Dans son éditorial du 28 mai 2022 paru dans Der Spiegel, Simon Hage écrit : « L’envolée des prix du gaz et du pétrole suite à l’invasion russe de l’Ukraine illustre les conséquences d’une politique d’aveuglement : une dépendance qu’il est impossible de corriger sans un coût économique exorbitant. Or, la dépendance à l’égard de la Chine est déjà supérieure à celle à l’égard de la Russie. » Ceci s’applique tout particulièrement au secteur photovoltaïque. … « L’UE a besoin d’une politique industrielle qui soutienne de manière constante le développement des industries stratégiques clés. » Certainement pas une politique qui ignore la dépendance future de plus de 90 % à l’égard du composant indispensable qu’est le verre solaire.

À propos de l'auteur

Erich Merkle travaille dans l'industrie photovoltaïque depuis plus de 20 ans.

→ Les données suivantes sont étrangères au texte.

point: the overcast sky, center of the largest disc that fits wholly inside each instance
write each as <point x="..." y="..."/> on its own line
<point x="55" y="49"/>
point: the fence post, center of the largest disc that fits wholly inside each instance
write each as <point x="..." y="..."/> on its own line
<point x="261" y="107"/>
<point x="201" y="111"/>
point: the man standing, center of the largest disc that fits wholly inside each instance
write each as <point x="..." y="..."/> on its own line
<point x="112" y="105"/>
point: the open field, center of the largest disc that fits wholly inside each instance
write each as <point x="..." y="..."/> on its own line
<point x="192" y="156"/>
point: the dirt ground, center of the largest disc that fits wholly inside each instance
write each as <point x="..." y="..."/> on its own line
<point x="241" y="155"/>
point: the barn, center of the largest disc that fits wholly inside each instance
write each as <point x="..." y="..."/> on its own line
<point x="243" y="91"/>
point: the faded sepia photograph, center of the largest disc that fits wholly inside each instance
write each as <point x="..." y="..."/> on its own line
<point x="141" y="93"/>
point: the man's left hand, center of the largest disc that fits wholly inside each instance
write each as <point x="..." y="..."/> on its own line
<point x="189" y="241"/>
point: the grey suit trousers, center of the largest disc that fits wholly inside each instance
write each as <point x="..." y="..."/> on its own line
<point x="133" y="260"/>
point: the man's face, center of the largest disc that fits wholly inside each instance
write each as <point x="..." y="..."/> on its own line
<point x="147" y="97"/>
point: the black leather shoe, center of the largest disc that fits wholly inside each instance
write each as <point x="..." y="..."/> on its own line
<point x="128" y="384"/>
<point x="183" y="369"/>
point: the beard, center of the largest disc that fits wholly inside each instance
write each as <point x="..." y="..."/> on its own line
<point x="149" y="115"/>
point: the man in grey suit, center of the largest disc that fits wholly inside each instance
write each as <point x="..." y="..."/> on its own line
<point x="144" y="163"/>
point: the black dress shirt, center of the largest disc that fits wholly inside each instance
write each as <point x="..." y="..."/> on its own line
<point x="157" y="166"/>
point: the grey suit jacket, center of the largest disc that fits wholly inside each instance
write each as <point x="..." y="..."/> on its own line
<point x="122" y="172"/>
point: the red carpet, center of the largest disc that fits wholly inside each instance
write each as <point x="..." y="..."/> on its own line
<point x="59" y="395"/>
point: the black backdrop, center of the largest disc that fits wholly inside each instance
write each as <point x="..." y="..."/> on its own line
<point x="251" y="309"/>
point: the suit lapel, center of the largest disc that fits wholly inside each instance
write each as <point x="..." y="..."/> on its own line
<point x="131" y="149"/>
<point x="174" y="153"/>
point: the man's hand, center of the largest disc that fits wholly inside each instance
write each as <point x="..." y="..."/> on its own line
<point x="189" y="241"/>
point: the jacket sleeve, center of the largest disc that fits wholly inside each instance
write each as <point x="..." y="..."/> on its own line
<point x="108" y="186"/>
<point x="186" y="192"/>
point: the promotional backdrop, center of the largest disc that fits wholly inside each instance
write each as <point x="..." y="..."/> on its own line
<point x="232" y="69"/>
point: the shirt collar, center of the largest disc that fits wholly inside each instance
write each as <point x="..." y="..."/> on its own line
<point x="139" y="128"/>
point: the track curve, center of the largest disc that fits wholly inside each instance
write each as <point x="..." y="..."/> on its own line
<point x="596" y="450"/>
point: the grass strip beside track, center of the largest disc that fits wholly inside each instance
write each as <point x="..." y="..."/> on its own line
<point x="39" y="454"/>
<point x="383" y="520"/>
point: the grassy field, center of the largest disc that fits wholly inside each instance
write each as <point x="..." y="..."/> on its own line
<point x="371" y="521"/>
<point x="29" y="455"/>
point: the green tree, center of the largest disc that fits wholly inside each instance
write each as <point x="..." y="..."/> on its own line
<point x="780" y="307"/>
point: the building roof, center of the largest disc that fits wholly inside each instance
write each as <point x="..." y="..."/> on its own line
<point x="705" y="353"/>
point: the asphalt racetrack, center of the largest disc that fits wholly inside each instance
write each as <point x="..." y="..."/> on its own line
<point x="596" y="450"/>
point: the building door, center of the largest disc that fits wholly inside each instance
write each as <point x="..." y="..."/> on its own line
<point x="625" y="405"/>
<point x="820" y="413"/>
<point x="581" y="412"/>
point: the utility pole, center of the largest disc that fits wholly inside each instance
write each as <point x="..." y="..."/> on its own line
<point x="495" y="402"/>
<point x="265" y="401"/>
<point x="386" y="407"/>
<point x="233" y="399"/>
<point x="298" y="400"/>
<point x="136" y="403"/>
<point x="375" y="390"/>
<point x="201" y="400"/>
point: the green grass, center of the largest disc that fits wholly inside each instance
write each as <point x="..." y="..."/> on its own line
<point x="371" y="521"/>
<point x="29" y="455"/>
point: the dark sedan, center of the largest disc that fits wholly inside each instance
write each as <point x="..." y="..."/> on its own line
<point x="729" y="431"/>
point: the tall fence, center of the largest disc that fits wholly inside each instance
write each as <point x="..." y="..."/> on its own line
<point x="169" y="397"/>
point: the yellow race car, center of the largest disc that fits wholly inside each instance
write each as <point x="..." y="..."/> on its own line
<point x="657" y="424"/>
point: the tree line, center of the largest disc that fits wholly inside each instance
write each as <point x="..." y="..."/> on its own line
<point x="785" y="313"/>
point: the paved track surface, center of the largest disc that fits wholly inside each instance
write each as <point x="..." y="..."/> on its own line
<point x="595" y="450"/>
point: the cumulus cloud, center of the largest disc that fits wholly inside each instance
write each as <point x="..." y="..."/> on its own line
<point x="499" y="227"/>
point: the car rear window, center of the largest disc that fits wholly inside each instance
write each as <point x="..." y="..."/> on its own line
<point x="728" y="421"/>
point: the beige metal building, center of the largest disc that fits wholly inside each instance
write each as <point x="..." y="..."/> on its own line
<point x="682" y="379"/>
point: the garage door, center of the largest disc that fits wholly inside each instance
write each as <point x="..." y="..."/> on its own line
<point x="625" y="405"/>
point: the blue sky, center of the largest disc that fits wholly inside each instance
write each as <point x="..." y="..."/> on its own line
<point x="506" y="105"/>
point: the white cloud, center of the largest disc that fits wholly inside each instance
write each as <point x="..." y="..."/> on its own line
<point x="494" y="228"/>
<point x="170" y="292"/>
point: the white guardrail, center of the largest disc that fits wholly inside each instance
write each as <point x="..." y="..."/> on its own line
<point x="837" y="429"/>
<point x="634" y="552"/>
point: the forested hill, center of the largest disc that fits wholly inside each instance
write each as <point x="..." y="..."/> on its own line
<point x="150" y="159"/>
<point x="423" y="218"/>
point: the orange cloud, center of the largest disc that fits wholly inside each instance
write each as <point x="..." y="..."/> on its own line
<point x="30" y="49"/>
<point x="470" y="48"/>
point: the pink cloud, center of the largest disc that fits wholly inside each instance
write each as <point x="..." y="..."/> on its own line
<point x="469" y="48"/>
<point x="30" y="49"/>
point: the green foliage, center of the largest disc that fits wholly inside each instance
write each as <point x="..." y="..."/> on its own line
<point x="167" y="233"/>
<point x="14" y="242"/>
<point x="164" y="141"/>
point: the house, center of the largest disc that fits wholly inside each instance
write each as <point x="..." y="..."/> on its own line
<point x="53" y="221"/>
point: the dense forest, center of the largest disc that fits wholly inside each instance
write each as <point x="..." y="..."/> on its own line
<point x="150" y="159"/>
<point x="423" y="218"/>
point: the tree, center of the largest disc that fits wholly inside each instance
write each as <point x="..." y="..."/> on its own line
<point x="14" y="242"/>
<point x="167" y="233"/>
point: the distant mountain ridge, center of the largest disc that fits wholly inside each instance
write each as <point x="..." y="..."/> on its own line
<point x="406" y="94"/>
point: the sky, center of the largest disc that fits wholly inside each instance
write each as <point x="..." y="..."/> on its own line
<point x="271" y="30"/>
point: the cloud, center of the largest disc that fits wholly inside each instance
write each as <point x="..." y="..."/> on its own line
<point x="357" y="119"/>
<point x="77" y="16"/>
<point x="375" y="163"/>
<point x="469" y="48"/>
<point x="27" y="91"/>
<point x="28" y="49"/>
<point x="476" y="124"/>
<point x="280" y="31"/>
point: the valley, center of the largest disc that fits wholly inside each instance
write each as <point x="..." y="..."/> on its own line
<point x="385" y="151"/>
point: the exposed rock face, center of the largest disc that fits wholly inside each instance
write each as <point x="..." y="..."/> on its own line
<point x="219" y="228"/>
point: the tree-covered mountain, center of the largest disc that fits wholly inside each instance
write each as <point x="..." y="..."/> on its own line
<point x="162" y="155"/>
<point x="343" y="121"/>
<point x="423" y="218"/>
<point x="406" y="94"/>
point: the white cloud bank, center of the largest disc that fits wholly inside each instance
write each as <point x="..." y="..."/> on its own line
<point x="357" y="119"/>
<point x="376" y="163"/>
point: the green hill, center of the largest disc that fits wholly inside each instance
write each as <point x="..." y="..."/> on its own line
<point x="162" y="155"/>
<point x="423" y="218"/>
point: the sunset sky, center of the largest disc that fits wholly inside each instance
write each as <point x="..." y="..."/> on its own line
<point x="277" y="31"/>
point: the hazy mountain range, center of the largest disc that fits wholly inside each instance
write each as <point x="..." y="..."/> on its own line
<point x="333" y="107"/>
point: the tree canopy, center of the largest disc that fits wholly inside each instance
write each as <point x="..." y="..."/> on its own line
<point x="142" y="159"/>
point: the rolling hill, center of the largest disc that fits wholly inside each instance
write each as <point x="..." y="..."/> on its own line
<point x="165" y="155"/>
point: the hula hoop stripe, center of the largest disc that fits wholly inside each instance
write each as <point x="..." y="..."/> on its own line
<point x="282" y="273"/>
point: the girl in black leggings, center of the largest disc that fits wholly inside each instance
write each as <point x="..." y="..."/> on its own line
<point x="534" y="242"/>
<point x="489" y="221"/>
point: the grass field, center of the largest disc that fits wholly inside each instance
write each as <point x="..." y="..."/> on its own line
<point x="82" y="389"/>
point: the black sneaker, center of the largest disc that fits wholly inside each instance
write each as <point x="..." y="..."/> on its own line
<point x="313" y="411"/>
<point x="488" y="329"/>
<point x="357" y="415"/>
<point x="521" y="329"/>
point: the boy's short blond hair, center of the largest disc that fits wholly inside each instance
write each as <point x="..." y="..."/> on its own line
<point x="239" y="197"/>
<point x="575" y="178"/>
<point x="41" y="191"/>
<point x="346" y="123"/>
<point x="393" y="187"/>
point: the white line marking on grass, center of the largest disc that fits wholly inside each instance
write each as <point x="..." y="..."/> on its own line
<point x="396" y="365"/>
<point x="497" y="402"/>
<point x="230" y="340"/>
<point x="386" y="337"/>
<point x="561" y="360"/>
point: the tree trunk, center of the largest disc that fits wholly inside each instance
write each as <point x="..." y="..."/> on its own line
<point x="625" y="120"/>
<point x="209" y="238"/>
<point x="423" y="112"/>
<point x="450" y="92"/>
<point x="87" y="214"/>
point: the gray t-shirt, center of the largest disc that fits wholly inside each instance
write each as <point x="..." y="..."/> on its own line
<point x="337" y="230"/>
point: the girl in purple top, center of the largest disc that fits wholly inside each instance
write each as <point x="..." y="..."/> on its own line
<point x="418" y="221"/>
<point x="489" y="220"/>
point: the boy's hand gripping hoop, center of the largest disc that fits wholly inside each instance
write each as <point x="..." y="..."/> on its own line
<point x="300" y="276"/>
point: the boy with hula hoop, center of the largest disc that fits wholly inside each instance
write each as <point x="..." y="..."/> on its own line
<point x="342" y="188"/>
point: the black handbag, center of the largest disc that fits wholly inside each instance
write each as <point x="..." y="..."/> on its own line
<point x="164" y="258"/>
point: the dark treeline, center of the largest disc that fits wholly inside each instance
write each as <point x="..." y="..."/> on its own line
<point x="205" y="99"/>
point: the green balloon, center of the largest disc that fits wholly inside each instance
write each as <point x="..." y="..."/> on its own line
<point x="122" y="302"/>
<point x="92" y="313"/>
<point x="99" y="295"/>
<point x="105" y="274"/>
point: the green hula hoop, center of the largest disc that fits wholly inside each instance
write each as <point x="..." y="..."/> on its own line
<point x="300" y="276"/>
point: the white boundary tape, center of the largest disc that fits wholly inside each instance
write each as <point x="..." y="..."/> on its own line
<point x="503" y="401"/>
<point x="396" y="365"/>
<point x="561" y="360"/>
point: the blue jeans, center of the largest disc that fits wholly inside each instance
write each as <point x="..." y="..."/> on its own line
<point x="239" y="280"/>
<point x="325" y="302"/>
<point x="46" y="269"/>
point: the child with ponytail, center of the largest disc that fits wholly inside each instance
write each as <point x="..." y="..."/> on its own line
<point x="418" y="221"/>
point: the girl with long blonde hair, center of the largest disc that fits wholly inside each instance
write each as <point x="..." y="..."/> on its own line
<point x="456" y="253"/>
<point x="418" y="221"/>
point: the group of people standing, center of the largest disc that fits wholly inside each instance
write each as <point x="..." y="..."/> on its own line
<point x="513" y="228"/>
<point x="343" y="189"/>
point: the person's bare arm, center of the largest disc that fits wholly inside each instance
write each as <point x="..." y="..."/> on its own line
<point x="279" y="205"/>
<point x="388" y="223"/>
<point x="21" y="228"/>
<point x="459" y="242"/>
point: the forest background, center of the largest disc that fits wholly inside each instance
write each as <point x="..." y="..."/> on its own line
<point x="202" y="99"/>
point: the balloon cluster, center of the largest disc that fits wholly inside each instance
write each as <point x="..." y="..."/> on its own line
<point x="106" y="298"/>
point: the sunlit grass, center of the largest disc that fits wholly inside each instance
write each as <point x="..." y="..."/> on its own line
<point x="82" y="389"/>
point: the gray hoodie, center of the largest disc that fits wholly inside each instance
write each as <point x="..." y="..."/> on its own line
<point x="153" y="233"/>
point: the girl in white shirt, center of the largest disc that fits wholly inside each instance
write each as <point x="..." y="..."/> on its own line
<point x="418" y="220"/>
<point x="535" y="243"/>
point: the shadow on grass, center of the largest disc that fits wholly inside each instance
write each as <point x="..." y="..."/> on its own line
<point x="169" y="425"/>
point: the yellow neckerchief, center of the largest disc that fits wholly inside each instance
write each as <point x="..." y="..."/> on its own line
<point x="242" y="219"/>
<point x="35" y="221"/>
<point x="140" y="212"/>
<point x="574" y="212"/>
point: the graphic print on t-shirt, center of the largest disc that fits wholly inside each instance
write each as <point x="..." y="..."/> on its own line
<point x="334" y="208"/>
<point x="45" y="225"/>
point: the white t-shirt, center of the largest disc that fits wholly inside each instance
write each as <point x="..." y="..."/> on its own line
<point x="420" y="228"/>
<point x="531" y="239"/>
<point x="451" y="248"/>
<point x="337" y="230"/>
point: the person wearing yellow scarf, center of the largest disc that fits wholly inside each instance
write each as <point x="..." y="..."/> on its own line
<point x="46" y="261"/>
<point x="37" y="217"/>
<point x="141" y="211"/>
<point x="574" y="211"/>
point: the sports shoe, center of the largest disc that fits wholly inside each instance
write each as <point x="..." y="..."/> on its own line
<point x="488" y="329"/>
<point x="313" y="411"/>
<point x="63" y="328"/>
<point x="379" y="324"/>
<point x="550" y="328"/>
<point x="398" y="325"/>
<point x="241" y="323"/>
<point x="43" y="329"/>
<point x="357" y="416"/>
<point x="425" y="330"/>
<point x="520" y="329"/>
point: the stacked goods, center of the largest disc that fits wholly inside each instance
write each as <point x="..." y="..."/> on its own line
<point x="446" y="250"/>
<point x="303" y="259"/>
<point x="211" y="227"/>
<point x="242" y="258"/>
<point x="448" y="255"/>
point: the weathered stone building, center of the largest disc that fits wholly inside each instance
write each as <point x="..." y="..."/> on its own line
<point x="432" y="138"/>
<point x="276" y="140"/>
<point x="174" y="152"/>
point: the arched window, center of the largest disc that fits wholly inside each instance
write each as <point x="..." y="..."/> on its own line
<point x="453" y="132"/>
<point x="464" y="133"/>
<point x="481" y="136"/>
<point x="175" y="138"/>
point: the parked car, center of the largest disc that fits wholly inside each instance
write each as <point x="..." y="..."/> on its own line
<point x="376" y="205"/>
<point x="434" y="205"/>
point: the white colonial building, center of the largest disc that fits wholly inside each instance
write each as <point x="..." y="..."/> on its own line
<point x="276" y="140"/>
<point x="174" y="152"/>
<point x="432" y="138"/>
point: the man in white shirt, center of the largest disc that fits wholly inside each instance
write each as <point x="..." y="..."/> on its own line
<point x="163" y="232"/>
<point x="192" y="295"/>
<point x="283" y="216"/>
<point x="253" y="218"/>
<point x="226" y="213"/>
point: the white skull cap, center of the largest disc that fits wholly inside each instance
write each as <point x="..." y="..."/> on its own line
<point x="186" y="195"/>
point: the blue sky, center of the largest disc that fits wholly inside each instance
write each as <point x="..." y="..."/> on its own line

Il fut l'un des pionniers tant dans la mise en place des premières lignes de production de modules en Allemagne que dans la construction de centrales photovoltaïques de l'ordre du mégawatt.

Il a joué un rôle clé dans le développement et le lancement commercial des premiers modules minces à double vitrage d'Almaden.

Dès 2007/2008, il avait planifié la première usine allemande de production de verre solaire dans le Brandebourg. Ce projet n'a pu aboutir en raison de l'effondrement du secteur photovoltaïque en Europe et de la crise financière.

Le Dr Merkle dirige GridParity AG et conseille AGORA sro en Slovaquie sur la construction d'une usine de production de modules PV d'une capacité allant jusqu'à 150 MW en 2023 (450 MW à partir de 2024).